The method you're using (growing the vector) is not recommended as it will be re-copied in memory each time an element is added. (See Circle 2, although for small examples like this, it's not so important.)
First, initialize the storage vector:
f.l <- NULL
for (i in 1:length(mu)){
a <- rnorm(n=N[i], mean=mu[i], sd=20)
f.l <- c(f.l, a)
}
Then, each time, a stores your sample of length N[i] and c() combines it with the existing f.l by adding it to the end.
A more efficient approach is
unlist(mapply(rnorm, N, mu, MoreArgs=list(sd=20)))
Which vectorizes the loop. Unlist is used as mapply returns a list of vectors of varying lengths.

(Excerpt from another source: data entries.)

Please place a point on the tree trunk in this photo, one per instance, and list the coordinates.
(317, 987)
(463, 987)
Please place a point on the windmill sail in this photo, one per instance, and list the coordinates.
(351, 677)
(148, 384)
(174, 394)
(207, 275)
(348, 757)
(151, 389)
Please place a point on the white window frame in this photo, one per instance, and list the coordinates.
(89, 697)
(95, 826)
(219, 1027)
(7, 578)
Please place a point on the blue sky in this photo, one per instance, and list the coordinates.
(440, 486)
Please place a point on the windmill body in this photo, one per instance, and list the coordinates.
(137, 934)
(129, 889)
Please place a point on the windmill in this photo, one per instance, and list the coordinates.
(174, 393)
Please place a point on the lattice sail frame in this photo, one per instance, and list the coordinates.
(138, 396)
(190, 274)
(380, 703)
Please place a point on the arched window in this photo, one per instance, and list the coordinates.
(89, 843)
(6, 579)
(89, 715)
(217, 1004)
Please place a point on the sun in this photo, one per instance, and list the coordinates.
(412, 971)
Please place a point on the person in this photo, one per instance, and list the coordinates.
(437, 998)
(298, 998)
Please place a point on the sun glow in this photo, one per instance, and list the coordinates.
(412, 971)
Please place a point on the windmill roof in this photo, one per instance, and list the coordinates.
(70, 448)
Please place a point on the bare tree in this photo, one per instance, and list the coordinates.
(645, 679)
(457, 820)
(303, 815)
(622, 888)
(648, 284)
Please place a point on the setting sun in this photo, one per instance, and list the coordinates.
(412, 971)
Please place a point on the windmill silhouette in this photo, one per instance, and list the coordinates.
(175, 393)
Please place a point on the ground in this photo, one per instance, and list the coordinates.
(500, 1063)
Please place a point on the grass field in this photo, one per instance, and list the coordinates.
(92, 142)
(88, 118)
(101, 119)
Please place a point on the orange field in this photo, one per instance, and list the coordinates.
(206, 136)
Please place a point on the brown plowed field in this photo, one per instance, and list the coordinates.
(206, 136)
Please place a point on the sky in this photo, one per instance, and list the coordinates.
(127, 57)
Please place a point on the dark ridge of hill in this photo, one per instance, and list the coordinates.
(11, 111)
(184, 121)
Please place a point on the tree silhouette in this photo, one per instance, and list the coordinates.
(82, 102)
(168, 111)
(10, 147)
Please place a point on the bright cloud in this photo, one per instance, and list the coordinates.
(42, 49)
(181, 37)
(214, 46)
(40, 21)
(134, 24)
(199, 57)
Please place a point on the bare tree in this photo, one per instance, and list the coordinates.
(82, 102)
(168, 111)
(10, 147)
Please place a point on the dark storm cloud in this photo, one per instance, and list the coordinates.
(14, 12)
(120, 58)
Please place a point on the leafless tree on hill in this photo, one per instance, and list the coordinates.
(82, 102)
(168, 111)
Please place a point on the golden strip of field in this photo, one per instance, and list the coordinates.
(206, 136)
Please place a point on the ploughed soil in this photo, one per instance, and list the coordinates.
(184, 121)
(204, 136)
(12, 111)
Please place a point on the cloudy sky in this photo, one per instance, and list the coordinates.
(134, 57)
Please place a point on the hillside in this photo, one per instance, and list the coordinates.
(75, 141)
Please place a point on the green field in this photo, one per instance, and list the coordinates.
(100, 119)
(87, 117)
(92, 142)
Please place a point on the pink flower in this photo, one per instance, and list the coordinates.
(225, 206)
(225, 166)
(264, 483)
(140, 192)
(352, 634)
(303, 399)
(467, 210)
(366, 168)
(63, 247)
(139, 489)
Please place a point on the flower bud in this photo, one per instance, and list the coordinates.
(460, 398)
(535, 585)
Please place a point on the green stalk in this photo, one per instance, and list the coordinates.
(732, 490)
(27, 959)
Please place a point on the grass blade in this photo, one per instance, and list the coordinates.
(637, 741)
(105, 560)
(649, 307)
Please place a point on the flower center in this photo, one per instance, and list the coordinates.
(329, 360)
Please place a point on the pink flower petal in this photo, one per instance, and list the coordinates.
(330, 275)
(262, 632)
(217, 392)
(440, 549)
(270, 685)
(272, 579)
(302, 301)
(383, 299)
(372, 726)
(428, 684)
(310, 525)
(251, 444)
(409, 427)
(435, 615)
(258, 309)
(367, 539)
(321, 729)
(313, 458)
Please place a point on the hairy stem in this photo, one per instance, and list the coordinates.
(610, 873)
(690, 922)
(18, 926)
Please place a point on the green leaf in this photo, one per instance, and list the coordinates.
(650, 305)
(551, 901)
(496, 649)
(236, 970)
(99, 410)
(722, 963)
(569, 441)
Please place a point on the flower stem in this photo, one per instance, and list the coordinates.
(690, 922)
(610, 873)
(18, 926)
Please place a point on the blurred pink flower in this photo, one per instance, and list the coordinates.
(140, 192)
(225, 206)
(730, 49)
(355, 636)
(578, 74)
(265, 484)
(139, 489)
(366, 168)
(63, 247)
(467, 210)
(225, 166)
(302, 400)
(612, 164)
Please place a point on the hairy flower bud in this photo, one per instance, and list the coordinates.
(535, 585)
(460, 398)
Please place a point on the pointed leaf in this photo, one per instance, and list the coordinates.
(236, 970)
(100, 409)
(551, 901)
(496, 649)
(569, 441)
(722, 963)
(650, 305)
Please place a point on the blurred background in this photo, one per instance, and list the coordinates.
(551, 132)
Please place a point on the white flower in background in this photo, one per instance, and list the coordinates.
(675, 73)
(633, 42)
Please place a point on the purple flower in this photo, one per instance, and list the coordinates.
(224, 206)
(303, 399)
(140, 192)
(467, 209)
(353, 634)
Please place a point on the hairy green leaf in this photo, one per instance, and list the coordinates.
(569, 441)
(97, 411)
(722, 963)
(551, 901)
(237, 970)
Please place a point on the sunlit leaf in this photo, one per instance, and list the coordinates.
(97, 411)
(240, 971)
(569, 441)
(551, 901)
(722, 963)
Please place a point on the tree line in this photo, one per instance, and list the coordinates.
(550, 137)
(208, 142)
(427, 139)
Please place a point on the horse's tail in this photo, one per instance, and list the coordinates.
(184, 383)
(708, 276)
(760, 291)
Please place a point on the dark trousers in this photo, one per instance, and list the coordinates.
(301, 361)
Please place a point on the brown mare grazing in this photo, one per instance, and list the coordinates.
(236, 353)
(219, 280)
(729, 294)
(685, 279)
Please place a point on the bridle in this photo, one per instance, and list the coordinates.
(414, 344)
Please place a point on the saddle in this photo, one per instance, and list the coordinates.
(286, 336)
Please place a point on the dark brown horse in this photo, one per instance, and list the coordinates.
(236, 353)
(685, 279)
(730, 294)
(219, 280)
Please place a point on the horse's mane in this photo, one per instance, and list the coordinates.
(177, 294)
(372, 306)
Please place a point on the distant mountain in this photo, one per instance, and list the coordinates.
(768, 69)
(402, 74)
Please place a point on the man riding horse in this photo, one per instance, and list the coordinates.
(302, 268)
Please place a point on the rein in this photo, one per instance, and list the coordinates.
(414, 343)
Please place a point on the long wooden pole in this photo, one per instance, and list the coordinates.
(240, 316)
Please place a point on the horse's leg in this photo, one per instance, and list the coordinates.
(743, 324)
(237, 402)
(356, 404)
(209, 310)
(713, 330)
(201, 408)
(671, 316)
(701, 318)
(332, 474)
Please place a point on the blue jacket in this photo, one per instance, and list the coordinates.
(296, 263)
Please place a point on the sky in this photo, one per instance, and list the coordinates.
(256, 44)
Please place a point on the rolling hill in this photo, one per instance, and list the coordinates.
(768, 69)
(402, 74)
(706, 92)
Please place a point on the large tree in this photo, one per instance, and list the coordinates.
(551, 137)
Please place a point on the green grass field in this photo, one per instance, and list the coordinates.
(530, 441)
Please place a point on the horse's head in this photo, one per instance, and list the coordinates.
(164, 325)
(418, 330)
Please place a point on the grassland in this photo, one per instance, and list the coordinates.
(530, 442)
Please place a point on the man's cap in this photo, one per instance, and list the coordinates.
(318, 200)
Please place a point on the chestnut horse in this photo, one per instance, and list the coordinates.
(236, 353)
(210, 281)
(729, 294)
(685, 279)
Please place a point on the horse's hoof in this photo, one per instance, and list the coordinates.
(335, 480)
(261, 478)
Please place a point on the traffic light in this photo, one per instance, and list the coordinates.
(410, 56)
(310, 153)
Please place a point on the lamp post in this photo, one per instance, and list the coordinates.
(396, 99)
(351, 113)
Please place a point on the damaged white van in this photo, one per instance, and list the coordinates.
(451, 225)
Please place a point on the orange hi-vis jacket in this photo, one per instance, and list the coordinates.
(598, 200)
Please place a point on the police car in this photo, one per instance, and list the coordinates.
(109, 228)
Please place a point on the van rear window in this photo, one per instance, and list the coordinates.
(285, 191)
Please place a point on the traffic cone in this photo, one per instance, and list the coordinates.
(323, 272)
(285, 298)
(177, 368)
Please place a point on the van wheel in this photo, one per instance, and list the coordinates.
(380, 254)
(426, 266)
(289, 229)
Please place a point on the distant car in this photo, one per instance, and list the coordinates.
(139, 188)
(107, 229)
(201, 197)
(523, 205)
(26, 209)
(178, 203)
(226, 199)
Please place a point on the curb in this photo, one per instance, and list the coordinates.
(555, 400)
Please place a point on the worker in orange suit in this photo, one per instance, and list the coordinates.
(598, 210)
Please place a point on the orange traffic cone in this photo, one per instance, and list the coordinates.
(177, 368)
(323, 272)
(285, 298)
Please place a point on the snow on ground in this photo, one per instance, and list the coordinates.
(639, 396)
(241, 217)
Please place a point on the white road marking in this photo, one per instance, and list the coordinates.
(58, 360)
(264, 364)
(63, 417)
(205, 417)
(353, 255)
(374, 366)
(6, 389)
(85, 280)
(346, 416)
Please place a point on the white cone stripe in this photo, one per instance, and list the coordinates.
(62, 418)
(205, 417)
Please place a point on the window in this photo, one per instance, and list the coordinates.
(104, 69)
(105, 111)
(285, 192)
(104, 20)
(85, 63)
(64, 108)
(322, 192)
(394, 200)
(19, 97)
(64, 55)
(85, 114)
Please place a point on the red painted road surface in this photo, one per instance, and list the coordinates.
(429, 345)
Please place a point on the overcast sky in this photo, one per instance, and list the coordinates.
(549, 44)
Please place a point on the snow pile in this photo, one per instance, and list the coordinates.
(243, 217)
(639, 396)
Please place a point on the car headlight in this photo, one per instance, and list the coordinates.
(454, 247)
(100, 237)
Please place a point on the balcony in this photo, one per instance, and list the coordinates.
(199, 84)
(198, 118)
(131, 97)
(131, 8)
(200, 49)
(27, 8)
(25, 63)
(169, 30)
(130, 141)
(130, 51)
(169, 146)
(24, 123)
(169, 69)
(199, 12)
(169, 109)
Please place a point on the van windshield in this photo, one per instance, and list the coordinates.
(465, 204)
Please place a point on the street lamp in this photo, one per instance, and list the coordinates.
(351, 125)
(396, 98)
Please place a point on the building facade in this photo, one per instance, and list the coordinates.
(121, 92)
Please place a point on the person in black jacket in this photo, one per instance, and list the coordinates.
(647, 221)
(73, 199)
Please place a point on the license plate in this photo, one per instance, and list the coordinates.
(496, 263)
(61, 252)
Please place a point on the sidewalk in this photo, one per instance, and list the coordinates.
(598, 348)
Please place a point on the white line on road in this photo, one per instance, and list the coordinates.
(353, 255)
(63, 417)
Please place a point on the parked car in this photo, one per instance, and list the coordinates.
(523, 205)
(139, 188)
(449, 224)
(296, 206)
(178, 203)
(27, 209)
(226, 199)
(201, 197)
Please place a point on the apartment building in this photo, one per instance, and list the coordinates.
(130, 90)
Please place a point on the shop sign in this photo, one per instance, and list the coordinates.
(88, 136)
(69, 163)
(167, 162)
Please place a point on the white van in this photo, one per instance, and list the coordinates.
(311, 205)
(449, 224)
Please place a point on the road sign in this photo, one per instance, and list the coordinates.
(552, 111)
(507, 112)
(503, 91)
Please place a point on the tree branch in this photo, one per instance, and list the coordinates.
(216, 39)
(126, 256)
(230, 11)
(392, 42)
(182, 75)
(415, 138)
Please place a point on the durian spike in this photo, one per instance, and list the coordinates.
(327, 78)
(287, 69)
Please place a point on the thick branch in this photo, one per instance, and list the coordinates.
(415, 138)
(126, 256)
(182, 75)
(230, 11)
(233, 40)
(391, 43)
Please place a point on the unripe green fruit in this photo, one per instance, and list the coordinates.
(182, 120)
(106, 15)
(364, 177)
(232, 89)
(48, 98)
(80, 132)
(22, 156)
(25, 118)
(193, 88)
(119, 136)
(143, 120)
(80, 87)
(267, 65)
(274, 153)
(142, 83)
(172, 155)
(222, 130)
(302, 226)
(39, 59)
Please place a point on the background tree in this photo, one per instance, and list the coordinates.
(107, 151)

What does the following code do:
rnorm(10, mean=2, sd=1:10)
The first number is from N(2,1)
The second number if from N(2,2)
The third number is from N(2,3)
etc...?
The first argument tells R how many random variates you want returned. In this case, it will give you back 10 values. Those values will be drawn from normal distributions with mean equal to 2. In addition, all 10 values will be drawn from distributions with different standard deviations, the first with SD=1, the second 2, ..., the 10th SD=10. Perhaps the thing to understand is that R, by its nature, is vectorized. That is, there is no such thing as a scalar, only a vector of length=1. (I recognize that that doesn't make a lot of sense within pure math, but it does in computer science.) As a result, arguments are often 'recycled' so that they will all match the length of the longest vector, i.e., you end up with a vector of 10 means, each equal to 2, to match your vector of 10 SDs. HTH.